In accurate experiments it has been found that the bacilli are destroyed by a temperature of 145° F. maintained for five minutes, but the spores are capable of surviving the boiling temperature for five or even ten minutes. The varying power of resistance may be compared to that of the green stalk of the pea and the dry flinty seed. The first is destroyed by a very moderate heat, while the second will sprout after having had boiling water poured over it. The resisting bacillus-spores are never found in the living animal, but may be developed in the blood and tissues after death, and may account for the occasional extraordinary viability of the poison when exposed to a boiling temperature.
Milk, though often used with impunity, conveyed the disease when inoculated by Bollinger, and the same was true of the vaginal mucus. Innocent in the early stages of the disease while the germs are still localized, they become virulent after the bacilli swarm into the blood.

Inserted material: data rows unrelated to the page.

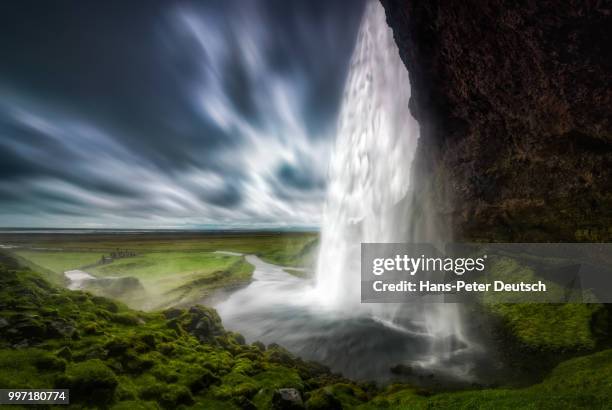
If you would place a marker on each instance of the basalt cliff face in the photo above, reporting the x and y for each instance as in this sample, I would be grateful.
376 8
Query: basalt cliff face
514 100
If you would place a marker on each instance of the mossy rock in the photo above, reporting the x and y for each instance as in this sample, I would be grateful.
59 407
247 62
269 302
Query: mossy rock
90 381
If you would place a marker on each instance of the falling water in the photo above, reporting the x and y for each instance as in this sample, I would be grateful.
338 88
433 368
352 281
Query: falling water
369 200
369 195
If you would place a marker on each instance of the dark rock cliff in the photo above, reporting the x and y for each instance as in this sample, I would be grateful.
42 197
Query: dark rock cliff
515 105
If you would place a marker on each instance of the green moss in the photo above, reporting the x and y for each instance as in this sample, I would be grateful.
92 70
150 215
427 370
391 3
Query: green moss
541 326
91 381
145 362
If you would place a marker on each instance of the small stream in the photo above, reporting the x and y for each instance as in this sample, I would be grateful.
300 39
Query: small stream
280 308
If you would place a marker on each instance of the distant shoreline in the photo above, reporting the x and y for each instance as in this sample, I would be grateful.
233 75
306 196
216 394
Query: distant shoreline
224 230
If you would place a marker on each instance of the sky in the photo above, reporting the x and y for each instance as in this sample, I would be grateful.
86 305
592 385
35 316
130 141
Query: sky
169 114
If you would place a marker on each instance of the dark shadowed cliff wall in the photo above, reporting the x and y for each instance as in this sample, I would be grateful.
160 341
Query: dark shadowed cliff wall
515 104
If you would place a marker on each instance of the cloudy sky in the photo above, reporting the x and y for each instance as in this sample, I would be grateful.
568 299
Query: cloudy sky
169 113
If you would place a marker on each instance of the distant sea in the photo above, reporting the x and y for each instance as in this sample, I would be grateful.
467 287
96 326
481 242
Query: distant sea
212 229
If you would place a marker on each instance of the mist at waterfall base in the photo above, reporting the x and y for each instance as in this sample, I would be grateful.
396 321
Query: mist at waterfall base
368 200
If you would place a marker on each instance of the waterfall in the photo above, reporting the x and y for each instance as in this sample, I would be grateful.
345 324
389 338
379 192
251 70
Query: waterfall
369 193
370 168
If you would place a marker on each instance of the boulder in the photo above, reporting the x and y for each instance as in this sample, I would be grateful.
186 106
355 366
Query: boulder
285 399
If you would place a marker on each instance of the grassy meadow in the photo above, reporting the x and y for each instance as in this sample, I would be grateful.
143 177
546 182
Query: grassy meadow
167 268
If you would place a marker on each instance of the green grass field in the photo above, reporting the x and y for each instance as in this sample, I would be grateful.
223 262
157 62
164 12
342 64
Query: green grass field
281 248
170 268
60 261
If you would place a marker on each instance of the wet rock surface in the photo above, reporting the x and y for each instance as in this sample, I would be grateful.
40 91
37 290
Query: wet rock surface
514 103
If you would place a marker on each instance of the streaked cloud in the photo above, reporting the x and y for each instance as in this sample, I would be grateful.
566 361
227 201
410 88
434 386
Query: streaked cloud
177 114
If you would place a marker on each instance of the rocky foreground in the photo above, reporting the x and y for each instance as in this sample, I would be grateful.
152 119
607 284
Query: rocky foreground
113 357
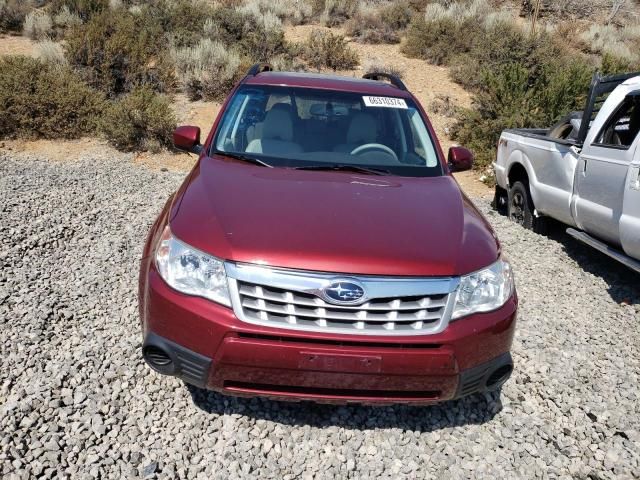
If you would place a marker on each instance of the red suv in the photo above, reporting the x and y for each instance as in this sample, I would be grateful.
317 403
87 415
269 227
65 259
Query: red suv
320 249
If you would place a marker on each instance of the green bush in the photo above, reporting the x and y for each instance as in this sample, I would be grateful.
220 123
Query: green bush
336 12
503 43
84 9
208 70
244 32
115 53
510 99
182 20
327 50
13 13
139 120
397 15
369 27
439 41
43 101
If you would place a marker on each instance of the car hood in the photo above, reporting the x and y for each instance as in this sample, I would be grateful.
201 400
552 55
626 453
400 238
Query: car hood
332 221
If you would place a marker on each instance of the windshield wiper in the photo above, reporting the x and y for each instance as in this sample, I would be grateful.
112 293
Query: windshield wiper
244 158
351 168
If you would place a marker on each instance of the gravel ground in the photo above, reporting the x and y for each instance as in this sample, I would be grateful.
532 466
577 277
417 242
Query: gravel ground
77 401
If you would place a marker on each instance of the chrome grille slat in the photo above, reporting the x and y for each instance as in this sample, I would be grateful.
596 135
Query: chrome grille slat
290 297
329 314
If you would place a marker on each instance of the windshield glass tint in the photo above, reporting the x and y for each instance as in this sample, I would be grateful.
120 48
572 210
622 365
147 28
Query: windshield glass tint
298 127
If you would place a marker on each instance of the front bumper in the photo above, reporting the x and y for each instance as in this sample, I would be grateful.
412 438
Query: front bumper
206 345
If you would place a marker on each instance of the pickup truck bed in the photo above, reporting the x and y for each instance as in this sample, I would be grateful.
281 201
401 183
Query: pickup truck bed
583 171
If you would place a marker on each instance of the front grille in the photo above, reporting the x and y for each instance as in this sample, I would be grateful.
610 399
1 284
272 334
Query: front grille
292 309
329 393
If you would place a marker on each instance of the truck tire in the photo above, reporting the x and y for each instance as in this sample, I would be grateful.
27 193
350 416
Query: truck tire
521 209
500 201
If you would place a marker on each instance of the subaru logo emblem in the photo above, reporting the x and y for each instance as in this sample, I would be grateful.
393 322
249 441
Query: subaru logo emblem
343 292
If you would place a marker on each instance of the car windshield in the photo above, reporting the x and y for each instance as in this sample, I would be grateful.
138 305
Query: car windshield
313 128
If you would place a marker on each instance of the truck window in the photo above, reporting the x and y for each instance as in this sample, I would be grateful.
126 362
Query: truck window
622 128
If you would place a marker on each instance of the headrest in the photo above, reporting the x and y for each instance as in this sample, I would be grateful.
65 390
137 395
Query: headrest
278 123
362 129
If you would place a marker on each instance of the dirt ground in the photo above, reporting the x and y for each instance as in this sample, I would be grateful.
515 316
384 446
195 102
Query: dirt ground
15 45
426 81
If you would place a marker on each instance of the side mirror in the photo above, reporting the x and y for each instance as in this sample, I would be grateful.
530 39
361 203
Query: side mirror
460 159
187 138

Healthy men and animals often carry the poison, though themselves insusceptible. The question of its conveyance by insects has been much debated, but the constant occurrence of malignant pustule on the uncovered parts of the body goes far to settle the question. Bourgeois long ago noticed that it was most frequent on the face, hands, neck, and arms, and rare on the trunk. In sixty cases recorded by A. W. Bell of Brooklyn, all occurred on the face except two on the hands, one on the wrist, and one on the forearm. The bite of a fly or mosquito had in many of these cases proved the starting-point of the malady. Bollinger has shown the presence of the bacillus in the stomach of such flies as fed on flesh and blood (horse-flies, bluebottles, etc.), and, together with Raimbert and Davaine, has produced anthrax by inoculations with the stomachs, legs, and proboscides of these insects.